Chocolate Doughnuts with Caramelised White Chocolate Custard
Rich, delicious and best eaten fresh from the fryer. If you don’t have time to make the caramelised chocolate, simply stir through melted and cooled white chocolate instead.
Hands-on time 1hr, plus cooling and rising. Cooking time about 1hr 10min.
Makes 8
FOR THE DOUGHNUTS
175ml whole milk
25g unsalted butter 250g strong white bread flour 50g cocoa powder
10g fast-action dried yeast 150g caster sugar
1 medium egg Vegetable oil, to grease and deep fry
FOR THE FILLING
300ml whole milk
1tsp vanilla bean paste
2 medium egg yolks
50g caster sugar
35g flour
2tbsp custard powder
175g good-quality white chocolate, finely chopped, see GH Tip
1 For the doughnuts, heat milk and butter in a small pan over low heat to melt butter. Cool until just warm.
2 In the bowl of a freestanding mixer fitted with a dough hook, mix flour, cocoa powder, yeast, 50g sugar and ½tsp fine salt to combine. Add the egg and cooled milk mixture. Knead on low-medium speed for 8-10min, until springy (the dough should be slightly sticky). Cover bowl and leave to rise in a warm place for 1hr, until doubled in size.
3 Meanwhile, make the filling. Heat milk and vanilla in a pan until just steaming. In a bowl, mix egg yolks, sugar, flour and custard powder to a thick paste. Gradually whisk in the hot milk. Return to the pan and cook, whisking constantly, over medium-high heat until thick. Transfer to a large bowl, lay clingfilm/baking parchment directly on the surface; cool.
4 Make the caramelised white chocolate. Preheat oven to 140°C (120°C fan) mark 1. Scatter white chocolate on to a small non-stick baking tray. Bake for 50min, removing from oven every 10min and stirring well (this will stop the chocolate catching), until a deep golden-brown colour. Don’t worry if your chocolate goes lumpy, just keep going until smooth and caramelised. Leave to cool for 5min before stirring it into the filling. Re-cover and chill until needed.
5 Once dough has risen, grease a large baking sheet. Divide dough into 8 equal pieces, roll into balls and space apart on the greased sheet. Loosely cover and leave to rise again for 30min, until puffed.
6 Fill a large, heavy-based, high-sided pan with oil so that it’s 5cm deep. Heat oil to 160°C (check using a thermometer). Add 4 doughnuts at a time and cook for 3-4min per side, until puffed. Lift out with a slotted spoon on to kitchen paper, then gently toss in remaining 100g sugar. Cool. Repeat with remaining doughnuts, monitoring oil temperature as you go.

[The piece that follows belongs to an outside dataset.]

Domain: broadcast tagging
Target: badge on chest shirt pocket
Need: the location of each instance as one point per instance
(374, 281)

7 Whisk filling to loosen, if needed, then transfer to a piping bag fitted with a 1.5cm nozzle. Using a metal skewer, poke a hole into the side of each doughnut. Pipe in plenty of filling. Serve.
PER DOUGHNUT
493cals, 11g protein, 21g fat (9g saturates), 63g carbs (32g total sugars), 2g fibre
GET AHEAD
Make filling up to 1 day ahead. Complete recipe to serve.